Analyzing and visualizing cell-cell communication events#

In this tutorial, we demonstrate how HoloNet can be used to analyze and visualize cell-cell communication in spatial transcriptomics data.

HoloNet needs three inputs:

  1. Spatial transcriptomic data (with gene expression matrix and spatial information).
    • In this version of HoloNet, we support the spatial data based on AnnData loaded from Scanpy.

  2. Cell-type information.
    • Cell-type percentages from deconvolution methods prefer to be saved in adata.obsm['predicted_cell_type'].

    • Categorical cell-type labels prefer to be saved in adata.obs['cell_type'].

  3. Database with pairwise ligand and receptor genes.
    • A pandas dataframe, must contain two columns: ‘Ligand_gene_symbol’ and ‘Receptor_gene_symbol’.

Note

The tutorial mainly follows these steps:

  1. Load spatial transcriptomic data.

  2. Construct multi-view communication event (CE) network among single cells (each LR pair corresponds to one view).

  3. Visualize communication based on the multi-view network.

  4. Other analysis methods (such as clustering LR pairs).

import HoloNet as hn

import os
import pandas as pd
import numpy as np
import scanpy as sc
import matplotlib.pyplot as plt
import torch

import warnings
warnings.filterwarnings('ignore')
hn.set_figure_params(tex_fonts=False)
sc.settings.figdir = './figures/'

Data loading#

Loading example spatial transcriptomic data#

We prepare a example breast cancer dataset for users from the 10x Genomics website.
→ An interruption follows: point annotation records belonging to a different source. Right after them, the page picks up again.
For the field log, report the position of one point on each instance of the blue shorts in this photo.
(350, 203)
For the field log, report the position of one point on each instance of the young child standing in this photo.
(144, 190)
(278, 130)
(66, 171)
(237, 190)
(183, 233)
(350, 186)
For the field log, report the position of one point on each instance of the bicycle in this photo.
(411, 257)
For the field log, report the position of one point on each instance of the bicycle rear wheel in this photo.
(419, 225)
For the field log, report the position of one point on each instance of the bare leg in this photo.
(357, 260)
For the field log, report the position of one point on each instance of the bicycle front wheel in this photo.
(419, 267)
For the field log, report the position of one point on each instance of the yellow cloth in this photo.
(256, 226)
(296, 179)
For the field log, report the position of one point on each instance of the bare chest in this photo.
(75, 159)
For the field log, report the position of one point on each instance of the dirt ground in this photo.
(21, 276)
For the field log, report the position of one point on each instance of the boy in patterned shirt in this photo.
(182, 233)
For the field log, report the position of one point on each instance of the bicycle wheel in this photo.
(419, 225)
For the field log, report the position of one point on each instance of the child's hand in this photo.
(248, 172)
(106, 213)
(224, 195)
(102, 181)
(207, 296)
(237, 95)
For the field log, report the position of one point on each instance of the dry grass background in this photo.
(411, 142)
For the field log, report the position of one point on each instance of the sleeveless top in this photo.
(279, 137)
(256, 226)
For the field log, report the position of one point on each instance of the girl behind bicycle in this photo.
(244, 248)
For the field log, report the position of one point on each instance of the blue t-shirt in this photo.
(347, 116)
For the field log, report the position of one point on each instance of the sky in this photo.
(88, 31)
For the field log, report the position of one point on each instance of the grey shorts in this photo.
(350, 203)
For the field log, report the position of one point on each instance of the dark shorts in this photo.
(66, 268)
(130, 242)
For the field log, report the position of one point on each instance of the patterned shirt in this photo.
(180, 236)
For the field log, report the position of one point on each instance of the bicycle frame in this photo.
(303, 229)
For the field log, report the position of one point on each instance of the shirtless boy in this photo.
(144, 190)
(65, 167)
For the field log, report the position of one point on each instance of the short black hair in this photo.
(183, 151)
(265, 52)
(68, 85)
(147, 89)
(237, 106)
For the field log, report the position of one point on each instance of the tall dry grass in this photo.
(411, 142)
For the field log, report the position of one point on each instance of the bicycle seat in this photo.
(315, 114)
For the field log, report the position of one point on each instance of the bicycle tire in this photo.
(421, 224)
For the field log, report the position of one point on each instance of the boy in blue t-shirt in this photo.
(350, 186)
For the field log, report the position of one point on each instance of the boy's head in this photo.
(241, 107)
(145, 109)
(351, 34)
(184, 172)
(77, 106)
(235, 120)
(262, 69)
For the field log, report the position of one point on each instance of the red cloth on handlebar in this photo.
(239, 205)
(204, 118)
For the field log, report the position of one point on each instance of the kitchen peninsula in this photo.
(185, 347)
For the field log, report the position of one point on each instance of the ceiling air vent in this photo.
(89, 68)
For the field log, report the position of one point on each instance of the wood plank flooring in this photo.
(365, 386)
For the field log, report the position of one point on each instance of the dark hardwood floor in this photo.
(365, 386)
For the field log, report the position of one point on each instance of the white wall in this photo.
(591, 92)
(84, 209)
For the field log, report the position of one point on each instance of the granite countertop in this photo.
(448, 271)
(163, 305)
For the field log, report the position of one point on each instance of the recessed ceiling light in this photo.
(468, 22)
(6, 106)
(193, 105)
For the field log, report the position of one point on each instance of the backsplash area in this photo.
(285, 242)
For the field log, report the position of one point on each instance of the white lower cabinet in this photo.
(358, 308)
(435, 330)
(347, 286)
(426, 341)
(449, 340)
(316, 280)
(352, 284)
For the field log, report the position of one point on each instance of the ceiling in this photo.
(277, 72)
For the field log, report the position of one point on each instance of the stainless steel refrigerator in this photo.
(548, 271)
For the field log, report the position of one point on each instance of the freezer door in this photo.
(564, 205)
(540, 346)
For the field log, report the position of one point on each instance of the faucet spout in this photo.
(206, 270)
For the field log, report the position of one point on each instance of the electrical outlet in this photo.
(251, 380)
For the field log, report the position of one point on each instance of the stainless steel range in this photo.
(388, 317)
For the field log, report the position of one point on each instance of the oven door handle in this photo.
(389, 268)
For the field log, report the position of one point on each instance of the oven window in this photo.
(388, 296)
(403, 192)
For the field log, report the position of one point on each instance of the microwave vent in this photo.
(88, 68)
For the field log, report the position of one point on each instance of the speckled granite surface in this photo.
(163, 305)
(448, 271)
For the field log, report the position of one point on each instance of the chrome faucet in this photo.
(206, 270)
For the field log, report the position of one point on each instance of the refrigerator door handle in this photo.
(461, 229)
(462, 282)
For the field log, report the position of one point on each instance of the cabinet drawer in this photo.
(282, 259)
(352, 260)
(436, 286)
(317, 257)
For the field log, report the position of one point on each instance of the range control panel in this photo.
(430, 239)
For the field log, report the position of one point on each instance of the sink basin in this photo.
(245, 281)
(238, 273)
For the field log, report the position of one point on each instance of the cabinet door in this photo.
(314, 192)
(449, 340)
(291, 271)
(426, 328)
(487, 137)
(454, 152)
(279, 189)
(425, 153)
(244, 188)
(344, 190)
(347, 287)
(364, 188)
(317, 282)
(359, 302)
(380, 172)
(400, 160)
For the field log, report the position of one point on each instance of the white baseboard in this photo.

We preprocessed the dataset, including filtering, normalization and cell-type annotation. Users can load the example dataset via HoloNet.preprocessing.load_brca_visium_10x().

adata = hn.pp.load_brca_visium_10x()

Visualize the cell-type percentages in each spot.

hn.pl.plot_cell_type_proportion(adata, plot_cell_type='stroma')
../_images/tutorial_CE_3_0.png

The figures outputed from HoloNet can be saved if adding fname parameter.

Note

The parameters of plotting functions in this tutorials are mainly inherited from two base plotting functions:

The cell-type label of each spot (the cell-type with maximum percentage in the spot)

sc.pl.spatial(adata, color=['cell_type'], size=1.4, alpha=0.7,
             palette=hn.brca_default_color_celltype)
../_images/tutorial_CE_2_0.png

Loading ligand-receptor database#

We provide a database with pairwise ligand and receptor genes for users. Load the database and filter the LR pairs, requiring both ligand and receptor genes to be expressed in a certain percentage of cells (or spots).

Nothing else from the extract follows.